Mais le grand atout de ce magasin, c’est son étalage extérieur de fruits et de légumes : quel feu d’artifice de couleurs et de saveurs ! Franchement, je n’ai jamais vu une telle diversité rassemblée sur une si petite surface. Jamais vu autant de variétés, locales ou plus exotiques, d’aliments végétaux à l’état brut.
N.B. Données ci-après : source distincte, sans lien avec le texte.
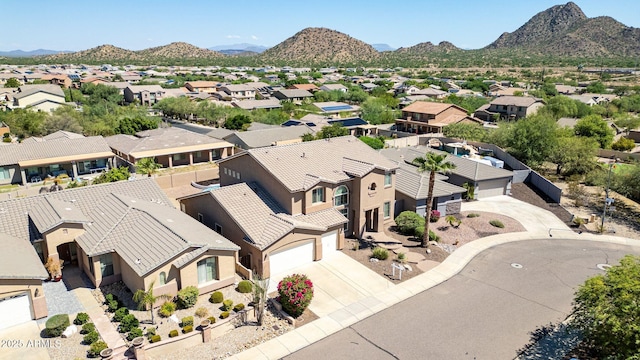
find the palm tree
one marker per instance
(147, 299)
(432, 163)
(147, 166)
A faire rougir les épiceries les plus fines de Bruxelles ou Paris ! Et à les faires pâlir en ce qui concerne les prix : des cerises ou des noix à 2 euros le kilo, ça vous dit ? Une caisse de tomates ou de courgettes pour quelques centimes de plus, cela vous tente ? Il faudra quand même qu’on m’explique : si je ne m’abuse, l’Europe a été construite pour effacer les frontières douanières, intégrer les marchés et gommer les différences de prix. Alors, comment se fait-il qu’une épicerie portugaise peut proposer des produits 4 à 5 fois moins chers que chez nous ? Je veux bien que des cerises ou des noix soient plus abordables sous des cieux plus propices, mais comment se fait-il que la différence se chiffre en centaines de pourcents ? Même les oranges. Le matin, je m’en revenais de l’épicerie d’Almoçageme avec mon kilo d’oranges à jus bio vendu 75 centimes. Dans un supermarché de Bruxelles, vous ne les trouverez pas à moins de 2 euros du kilo. Pourquoi cet écart de 166 % ? Attention, je suis volontiers locavore et je trouve logique que les oranges du Portugal soient moins onéreuses au Portugal. Ce qui l’est beaucoup moins, c’est que le coût d’un produit se multiplie par lui-même, et même davantage, entre un lieu de production et un lieu de consommation européens. Ça veut clairement dire qu’entre la fourche et la fourchette, les intermédiaires du commerce alimentaire plument à la fois les agriculteurs et les pigeons-cochons de payants : vive les circuits courts !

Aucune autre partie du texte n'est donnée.